The cost function seems to converge, but based on the costs history printed above the figure, the cost is still getting smaller, which means the cost function does not converge in 5000 iterations. Actually, if the input features are unnormalized, the gradient descent will not work at all.

Next we try gradient descent with normalized input features.

In [116]:
## optimize least_squares using gradient descent with normalized input features and output
# least squares cost
least_squares = lambda w : np.sum((predict(normed_X, w) - normed_Y)**2)

# initialize weights
w_init = np.random.randn(normed_X.shape[1] + 1, 1) * 0.1

# run gradient descent
max_iters = 1000
alpha = 10**-3
w_history = gradient_descent(least_squares, w_init,alpha, max_iters, beta=0.5, version='normalized')
iters = range(max_iters)
costs = [least_squares(w) for w in w_history]
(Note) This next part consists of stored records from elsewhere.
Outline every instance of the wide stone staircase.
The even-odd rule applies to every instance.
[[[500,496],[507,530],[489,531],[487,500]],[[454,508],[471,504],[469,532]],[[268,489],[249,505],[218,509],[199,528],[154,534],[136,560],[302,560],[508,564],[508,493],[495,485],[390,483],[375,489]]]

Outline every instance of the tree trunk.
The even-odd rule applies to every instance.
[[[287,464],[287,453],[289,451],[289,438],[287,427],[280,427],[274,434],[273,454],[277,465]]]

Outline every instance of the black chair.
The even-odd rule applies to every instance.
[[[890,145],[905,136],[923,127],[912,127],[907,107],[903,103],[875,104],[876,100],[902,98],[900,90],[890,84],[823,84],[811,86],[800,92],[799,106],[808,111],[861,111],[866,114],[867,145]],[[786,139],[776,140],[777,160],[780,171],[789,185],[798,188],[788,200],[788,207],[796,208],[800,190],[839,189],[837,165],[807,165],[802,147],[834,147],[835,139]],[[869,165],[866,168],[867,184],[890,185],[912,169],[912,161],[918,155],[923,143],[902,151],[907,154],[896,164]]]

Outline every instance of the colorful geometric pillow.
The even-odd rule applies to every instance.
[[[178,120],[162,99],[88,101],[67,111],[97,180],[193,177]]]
The cost function basically converges after about 500 iterations. 

In [117]:
# plot the cost at each iteration
fig = plt.figure()
plt.plot(iters, costs)
plt.title('costs at each iteration')
plt.xlabel('iteration')
plt.ylabel('cost')
plt.show()

<IPython.core.display.Javascript object>

We then optimize the regressor using Newton's method with unnormalized and normalized input features. The cost function converges in less than 5 and 10 steps respectively.

In [118]:
epsilon= 10**1
max_its=40
least_squares = lambda w: np.sum((predict(X, w) - normed_Y)**2)
w_history = newtons_method(least_squares,w_init,max_its, epsilon)
iters = range(max_its)
costs = [least_squares(w) for w in w_history]
fig2 = plt.figure()
plt.plot(iters, costs)
plt.title('costs at each iteration (unnormalized)')
plt.xlabel('iteration')
plt.ylabel('cost')
plt.show()

<IPython.core.display.Javascript object>

In [119]:
epsilon= 10**1
max_its=40
least_squares = lambda w: np.sum((predict(normed_X, w) - normed_Y)**2)
w_history = newtons_method(least_squares,w_init,max_its, epsilon)
iters = range(max_its)
costs = [least_squares(w) for w in w_history]
fig2 = plt.figure()
plt.plot(iters, costs)
plt.title('costs at each iteration (normalized)')
plt.xlabel('iteration')
plt.ylabel('cost')
plt.show()

<IPython.core.display.Javascript object>

# Conclusion

In this project, Newton's method outperforms gradient descent. The reason is that there are only 5 input features and the simple linear regression model is a convex function. When the objective function is convex, and the dimension of feature vector space is low, Newton's method optimizer will find the global optimum very quickly, usually in less than 30 steps. Ihe experiment also indicates that Newton's method is insensitive to feature scaling, and gradient descent is very sensitive to that. Feature normalization is a must before optimization with gradient descent.